This has got to be the most expensive Facebook status of all time. A Florida man who won $80,000 in a wrongful termination lawsuit had that payment abruptly revoked on Wednesday after his daughter bragged about her dad’s winnings on Facebook. The man, Patrick Snay, had signed a confidentiality agreement after winning the lawsuit, and his daughter’s proclamation that the settlement would be paying for her European vacation was a flagrant violation of that agreement. Whoops.

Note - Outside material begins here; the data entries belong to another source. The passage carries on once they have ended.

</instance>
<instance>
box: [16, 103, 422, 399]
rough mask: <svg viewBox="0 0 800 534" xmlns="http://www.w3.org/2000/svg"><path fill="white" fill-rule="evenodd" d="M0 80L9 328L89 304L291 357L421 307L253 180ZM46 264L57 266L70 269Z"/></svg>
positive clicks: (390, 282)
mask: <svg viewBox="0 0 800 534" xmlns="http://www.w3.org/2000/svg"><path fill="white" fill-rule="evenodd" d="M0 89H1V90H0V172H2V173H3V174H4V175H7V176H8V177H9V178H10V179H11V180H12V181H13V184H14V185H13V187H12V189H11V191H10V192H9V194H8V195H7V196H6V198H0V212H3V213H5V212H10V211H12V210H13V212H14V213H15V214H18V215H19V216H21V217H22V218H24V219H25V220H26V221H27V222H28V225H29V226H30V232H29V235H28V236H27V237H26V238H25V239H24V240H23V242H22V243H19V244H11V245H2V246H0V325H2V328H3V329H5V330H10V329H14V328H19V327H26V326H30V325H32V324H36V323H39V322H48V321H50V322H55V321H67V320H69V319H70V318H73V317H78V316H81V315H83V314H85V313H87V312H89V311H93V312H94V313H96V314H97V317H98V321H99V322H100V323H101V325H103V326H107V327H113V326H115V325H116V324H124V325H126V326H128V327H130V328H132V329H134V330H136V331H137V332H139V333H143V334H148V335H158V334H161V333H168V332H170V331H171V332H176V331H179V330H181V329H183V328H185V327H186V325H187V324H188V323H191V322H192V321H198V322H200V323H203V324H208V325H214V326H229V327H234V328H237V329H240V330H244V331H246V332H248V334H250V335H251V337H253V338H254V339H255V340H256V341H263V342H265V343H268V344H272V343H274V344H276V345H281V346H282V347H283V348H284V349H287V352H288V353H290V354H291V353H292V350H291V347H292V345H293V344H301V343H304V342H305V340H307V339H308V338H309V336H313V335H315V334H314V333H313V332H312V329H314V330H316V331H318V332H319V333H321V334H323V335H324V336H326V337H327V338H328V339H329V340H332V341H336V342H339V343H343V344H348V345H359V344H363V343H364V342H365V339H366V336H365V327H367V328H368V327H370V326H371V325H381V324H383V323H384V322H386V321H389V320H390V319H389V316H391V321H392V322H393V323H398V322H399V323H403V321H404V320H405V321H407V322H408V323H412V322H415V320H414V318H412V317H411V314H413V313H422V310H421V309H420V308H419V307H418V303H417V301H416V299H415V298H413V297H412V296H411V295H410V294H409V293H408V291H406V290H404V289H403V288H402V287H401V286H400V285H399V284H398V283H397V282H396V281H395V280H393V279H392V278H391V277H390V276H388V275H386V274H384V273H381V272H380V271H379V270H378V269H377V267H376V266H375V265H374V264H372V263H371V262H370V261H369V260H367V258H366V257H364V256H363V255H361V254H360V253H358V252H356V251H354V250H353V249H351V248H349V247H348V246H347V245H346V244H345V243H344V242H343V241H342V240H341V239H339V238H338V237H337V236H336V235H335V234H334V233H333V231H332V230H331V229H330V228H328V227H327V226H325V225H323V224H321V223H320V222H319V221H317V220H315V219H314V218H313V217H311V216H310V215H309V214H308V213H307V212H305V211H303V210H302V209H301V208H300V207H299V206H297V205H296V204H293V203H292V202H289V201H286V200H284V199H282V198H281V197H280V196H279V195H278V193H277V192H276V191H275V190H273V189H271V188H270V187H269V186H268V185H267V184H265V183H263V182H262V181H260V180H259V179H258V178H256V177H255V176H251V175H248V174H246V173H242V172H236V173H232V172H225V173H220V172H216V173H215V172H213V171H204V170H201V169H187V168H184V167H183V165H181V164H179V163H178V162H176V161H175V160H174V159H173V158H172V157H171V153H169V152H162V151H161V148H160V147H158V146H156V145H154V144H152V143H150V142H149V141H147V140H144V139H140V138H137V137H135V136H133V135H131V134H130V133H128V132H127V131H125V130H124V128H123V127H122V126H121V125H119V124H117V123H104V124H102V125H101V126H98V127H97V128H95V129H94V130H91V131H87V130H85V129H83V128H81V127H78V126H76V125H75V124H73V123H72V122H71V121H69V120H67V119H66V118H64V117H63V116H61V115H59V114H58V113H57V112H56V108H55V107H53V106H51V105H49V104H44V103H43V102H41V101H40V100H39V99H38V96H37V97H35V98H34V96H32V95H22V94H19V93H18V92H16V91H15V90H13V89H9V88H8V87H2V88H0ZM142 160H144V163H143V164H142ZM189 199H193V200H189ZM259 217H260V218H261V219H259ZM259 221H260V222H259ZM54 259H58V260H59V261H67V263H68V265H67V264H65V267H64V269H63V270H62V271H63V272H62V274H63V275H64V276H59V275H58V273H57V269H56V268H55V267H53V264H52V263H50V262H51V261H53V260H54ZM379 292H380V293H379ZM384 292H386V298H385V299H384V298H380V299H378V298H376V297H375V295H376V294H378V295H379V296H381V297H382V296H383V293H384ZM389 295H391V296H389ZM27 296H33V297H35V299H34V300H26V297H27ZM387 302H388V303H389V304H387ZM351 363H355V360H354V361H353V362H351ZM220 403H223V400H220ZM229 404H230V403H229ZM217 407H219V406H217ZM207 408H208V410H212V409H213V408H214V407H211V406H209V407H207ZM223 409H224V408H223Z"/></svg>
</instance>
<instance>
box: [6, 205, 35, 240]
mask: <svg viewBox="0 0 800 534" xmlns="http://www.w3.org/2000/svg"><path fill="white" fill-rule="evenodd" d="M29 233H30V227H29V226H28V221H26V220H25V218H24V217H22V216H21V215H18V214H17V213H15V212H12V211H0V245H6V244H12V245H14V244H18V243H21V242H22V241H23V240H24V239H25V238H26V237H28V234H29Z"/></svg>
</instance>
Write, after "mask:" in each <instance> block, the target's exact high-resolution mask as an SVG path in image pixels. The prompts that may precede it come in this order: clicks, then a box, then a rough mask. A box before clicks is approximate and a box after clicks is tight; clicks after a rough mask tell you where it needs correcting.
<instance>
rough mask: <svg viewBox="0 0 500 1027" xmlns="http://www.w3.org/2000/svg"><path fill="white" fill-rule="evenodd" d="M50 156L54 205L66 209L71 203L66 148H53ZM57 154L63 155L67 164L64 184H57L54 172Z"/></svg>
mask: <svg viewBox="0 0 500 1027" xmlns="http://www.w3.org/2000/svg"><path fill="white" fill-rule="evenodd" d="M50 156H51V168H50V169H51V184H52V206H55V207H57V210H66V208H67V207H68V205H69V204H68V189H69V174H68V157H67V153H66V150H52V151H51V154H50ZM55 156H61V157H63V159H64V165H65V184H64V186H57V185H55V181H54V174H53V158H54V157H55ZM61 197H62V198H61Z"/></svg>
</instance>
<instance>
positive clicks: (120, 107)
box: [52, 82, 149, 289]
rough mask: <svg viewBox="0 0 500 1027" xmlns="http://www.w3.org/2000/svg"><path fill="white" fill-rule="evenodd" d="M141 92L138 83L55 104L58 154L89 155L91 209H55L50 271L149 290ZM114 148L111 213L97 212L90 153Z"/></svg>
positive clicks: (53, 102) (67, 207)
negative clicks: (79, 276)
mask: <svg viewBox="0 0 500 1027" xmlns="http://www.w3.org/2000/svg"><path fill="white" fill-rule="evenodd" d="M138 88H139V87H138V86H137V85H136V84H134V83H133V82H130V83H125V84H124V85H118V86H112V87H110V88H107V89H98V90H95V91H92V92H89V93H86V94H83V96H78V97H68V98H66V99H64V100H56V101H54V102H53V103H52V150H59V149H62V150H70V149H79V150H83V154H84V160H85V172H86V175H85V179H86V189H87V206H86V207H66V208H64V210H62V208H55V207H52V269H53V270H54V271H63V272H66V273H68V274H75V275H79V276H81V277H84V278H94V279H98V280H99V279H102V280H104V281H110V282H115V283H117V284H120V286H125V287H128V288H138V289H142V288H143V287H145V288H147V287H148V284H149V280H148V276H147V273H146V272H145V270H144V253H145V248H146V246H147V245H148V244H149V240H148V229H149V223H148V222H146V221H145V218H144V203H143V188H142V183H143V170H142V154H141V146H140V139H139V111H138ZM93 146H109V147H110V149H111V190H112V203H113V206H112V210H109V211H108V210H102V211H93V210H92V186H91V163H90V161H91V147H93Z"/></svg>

Snay had been released from his job as a school headmaster in 2010, and subsequently sued the school, Gulliver Preparatory, for age discrimination. The two parties settled for $80,000, but only on the condition that Snay keep the terms of the settlement confidential. Apparently, he didn’t, as his daughter, now a student at Boston College, posted a Facebook update announcing that she’d be going on vacation with her dad’s settlement money.

“Mama and Papa Snay won the case against Gulliver,” Dana Snay wrote in the fateful post. “Gulliver is now officially paying for my vacation to Europe this summer. SUCK IT.”

Alas, it wasn’t meant to be. The fuddy-duddies over at the Third Circuit Court of Appeals felt that this violated Snay’s confidentiality agreement, and subsequently revoked the payment. The court learned of the Facebook status through the school’s lawyers, who in turn probably learned of it through one of Dana’s many Facebook friends who still attend the school.

“Snay violated the agreement by doing exactly what he had promised not to do,” Judge Linda Ann Wells wrote. “His daughter then did precisely what the confidentiality agreement was designed to prevent.”

Sad times. The Snays are appealing the verdict.